Singapore grabs the headlines in Asia with a re-centring of the NEER trading band


MAJOR HEADLINES – PREVIOUS SESSION

  • NZ Feb. Retail Sales out at +0.2% m/m vs. -0.5% expected and revised -1.2% prior

  • NZ Feb. Retail Sales ex-Auto out at -0.1% m/m, as expected, vs. revised +0.2% m/m prior

  • SI Mar. Non-oil Domestic Exports out at +10.8% m/m, -17.0% y/y vs. +1.6%, -23.8% prior

  • SI Q1 Advance GDP estimate out at -19.7% q/q, -11.5% y/y vs. -9.6%, -9.1% expected

  • AU NAB Mar. Business Confidence out at -13 vs. -22 prior

  • AU NAB Mar. Business Conditions out at -17 vs. -20 prior


THEMES TO WATCH – UPCOMING SESSION

  • Sweden CPI (0730)

  • US PPI (1230)

  • US Business Inventories (1400)

  • US Fed’s Evans speaks (1430)

  • US Fed’s Bernanke speaks (1730)

  • US Fed’s Stern speaks (2045)

  • US ABC Consumer Confidence (2100)

Market Comment:

Markets will be awaiting the return of Europe after the long weekend to determine whether the USD weakness seen during the NY session on Monday will continue. The USD was under broad selling pressure as risk appetite favoured other currencies. China-linked news and data accounted for some reasons to move out of the dollar, with the China Securities Journal reporting that China was planning a new economic stimulus package targeted at boosting consumption. In addition, Chinese Premier Wen Jiabao commented at the weekend that the economy was in better shape than expected, with March industrial output growth above forecast, but was still facing big challenges. The PBOC also confirmed it would continue to implement a relaxed monetary policy stance and keep sufficient liquidity in the banking system. This assurance came after weekend data showing new Yuan loans amounted to 1.89 tln Yuan, an annual rise of 29.8% y/y, in March and brought the q1 total up to 4.58 tln Yuan. Finally, the NYT carried a story highlighting that China had reversed its role as the fastest buyer of US Treasuries and other foreign bonds, actually net sellers in January and February before resuming purchases in March. All-in-all the dollar lost some 1.7% against the USD index over the Easter break.

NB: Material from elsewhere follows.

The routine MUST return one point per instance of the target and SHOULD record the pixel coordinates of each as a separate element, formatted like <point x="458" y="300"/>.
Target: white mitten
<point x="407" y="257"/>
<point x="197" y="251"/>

Hot on the heels of the better results from Wells Fargo before Easter, Goldman Sachs surprised last night with an early release of its Q1 earnings. Well above forecast, the numbers gave stock futures a brief lift after the bell but the positive sentiment soon fizzled out. Asian bourses were mixed, with the Nikkei down about 1% (note Tokyo was open throughout Easter) but Australia up 2.5% after the 4-day break.

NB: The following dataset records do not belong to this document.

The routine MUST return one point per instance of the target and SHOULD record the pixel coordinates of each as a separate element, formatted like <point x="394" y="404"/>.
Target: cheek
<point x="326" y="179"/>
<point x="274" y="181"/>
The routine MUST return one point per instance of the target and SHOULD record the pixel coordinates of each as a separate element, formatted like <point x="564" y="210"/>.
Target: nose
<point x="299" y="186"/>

This morning, Singapore’s central bank adjusted the mid-point of its trading band for the S$NEER in response to a deteriorating economic environment at its semi-annual review of policy. Using exchange rate adjustments to the trading band for the S$NEER to steer quasi-interest rate policy, the MAS re-centred the NEER mid-point around the current prevailing level, kept the band width unchanged and also preserved its neutral bias on SGD appreciation. Calculations suggest that this amounts to a one-off depreciation of the currency of around 4%, though the markets had already pushed the SGD lower beforehand, and the MAS was acting more retrospectively. While the move had been widely anticipated, there was disappointment in some quarters that the move was not more aggressive and USDSGD tanked 2 big figures in short order, exaggerated by a market that was overly short SGD and comments from the MAS that there is no reason for “any undue weakening of the SGD”. At the same time, the advance Q1 GDP numbers were shocking. Q1 growth was down a staggering 19.7% q/q and -11.5% y/y vs. expectations of -9.6% and -9.1% respectively. Growth forecasts for the full year were also revised aggressively lower, to -6/-9% from -2/-5% previously.

With a blank data slate to start off the European week, US retail sales data will be in focus later today, with markets hopeful that the strong start seen in the first 2 months of 2009 can be extended. Negative influences will obviously come from the soft labour market and correlated consumer confidence numbers. Positive inputs may be found in the strong March showing by the Redbook sales index, finishing march above target, and a slower annual decline in the ICSC weekly retail chain stores sales index.